As a new swipe-ready “before and after” slideshow illustrates, even as many metro Detroiters lost their homes and moved in with relatives, the cranes constructing luxury housing for the university’s jet-setting students still hovered over that Vale of Academia. It’s astonishing to consider the amount of money that has gone into quite literally raising the profile of the city, building new multistory housing.

That’s something not everybody is pleased by. Covering Ann Arbor’s development over the years, we’ve heard from reader who’ve complained that the city they once knew has changed so much in the last 40 years that they no longer are fond of it. One reader commented, “Overall, I think Ann Arbor is fine for people with money to waste and for students who will leave after school, I do not recommend it for anyone else.”
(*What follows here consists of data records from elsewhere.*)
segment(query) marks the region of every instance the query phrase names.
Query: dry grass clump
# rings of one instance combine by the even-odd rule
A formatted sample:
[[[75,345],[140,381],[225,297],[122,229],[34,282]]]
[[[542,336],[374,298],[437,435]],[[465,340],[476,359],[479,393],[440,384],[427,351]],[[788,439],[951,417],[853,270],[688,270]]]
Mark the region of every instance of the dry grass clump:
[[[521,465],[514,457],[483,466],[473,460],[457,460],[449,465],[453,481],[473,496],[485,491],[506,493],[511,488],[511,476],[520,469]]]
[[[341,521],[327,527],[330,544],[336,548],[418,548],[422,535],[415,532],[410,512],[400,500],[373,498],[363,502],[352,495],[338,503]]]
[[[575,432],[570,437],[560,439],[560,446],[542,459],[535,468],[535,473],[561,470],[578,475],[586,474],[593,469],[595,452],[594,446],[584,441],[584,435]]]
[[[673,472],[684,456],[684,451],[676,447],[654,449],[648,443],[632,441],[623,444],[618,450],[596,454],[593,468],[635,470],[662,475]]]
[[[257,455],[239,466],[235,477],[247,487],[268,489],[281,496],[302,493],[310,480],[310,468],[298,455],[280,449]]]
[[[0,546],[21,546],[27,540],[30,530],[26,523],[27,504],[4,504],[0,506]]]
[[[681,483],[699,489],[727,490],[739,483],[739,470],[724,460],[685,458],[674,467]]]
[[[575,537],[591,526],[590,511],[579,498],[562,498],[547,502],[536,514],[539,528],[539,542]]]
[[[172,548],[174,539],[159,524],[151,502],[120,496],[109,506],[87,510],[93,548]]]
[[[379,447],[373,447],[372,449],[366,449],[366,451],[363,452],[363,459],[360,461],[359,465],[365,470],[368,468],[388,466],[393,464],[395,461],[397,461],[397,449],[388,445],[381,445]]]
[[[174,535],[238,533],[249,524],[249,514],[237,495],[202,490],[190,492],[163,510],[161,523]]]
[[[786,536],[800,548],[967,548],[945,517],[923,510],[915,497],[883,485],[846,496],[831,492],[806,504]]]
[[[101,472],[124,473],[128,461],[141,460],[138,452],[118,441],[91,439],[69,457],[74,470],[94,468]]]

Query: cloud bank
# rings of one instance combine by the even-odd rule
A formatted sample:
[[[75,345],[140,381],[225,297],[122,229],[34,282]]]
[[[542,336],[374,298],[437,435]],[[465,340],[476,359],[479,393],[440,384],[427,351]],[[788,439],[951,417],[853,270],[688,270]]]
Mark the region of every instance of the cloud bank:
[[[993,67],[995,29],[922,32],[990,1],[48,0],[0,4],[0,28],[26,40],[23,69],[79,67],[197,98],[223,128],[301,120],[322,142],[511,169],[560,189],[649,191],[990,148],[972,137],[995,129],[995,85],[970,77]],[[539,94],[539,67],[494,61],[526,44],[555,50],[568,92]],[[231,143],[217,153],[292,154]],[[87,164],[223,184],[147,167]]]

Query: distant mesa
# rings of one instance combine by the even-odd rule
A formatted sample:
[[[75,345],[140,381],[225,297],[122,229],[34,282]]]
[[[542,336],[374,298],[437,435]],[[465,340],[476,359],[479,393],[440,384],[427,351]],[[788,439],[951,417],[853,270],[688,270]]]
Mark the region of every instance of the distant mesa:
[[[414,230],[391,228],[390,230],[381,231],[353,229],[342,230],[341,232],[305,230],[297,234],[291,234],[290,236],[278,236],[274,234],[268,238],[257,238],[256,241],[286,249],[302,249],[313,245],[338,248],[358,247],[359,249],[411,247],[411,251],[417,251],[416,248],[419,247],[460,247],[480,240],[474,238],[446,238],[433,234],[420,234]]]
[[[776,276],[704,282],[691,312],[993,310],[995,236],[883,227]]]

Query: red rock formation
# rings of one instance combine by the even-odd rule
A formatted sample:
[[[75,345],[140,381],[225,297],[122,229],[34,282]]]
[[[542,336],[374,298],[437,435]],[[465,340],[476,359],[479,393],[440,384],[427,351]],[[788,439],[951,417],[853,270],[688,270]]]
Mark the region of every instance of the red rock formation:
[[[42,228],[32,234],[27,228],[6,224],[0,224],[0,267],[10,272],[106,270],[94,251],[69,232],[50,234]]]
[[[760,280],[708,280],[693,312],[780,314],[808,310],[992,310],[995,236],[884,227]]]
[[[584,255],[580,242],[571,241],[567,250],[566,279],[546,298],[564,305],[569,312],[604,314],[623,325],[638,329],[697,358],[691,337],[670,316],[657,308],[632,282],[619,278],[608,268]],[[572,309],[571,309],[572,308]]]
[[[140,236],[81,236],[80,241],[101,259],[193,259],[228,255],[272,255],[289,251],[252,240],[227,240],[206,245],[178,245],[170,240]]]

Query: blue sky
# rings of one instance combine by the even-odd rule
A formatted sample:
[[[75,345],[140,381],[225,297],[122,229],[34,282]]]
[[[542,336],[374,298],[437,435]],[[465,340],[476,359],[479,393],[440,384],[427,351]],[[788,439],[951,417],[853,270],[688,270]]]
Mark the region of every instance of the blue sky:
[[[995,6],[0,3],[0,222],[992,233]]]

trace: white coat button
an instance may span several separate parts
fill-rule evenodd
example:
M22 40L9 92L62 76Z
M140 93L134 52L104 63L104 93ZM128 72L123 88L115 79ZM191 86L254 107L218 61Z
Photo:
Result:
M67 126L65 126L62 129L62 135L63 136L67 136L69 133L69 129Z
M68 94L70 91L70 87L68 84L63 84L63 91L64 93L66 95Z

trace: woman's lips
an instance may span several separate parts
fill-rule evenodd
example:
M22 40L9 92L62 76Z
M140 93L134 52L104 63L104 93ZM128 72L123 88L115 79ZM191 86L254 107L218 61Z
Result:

In fact, one of the more persistent problems plaguing Ann Arbor isn’t where the rich will live; it’s where the not-so-rich will live. Less than a year ago, MLive’s Melanie Maxwell pointed out that the lack of affordable housing is one of the main factors driving a labor shortage in the city.

Last year, in a report commissioned by the Washtenaw County Office of Community and Economic Development, consultants predicted a need for 3,137 units of affordable housing over the next 20 years.

You’ll notice no private developers are lining up for that job. When it comes to providing luxury high-rises for wealthy students, they can’t build enough. So whose job is it to help busboys and baggers keep a roof over their heads? The answer is rendered in consultantese:

Ann Arbor needs to focus its attention on the preservation and production of affordable non-student rental housing for low- and moderate-income workers who are helping to keep so much of the Ann Arbor economy vibrant.

In other words, it’s the job of our pals in government to help see that the wage slaves needed to keep profits healthy in this consumer paradise can pay their rent. All while hundreds of millions of dollars’ worth of development have rained down on Treetown to cater to well-to-do students at the multibillion-dollar public university.

You don’t need a degree in irony to appreciate what’s going on here.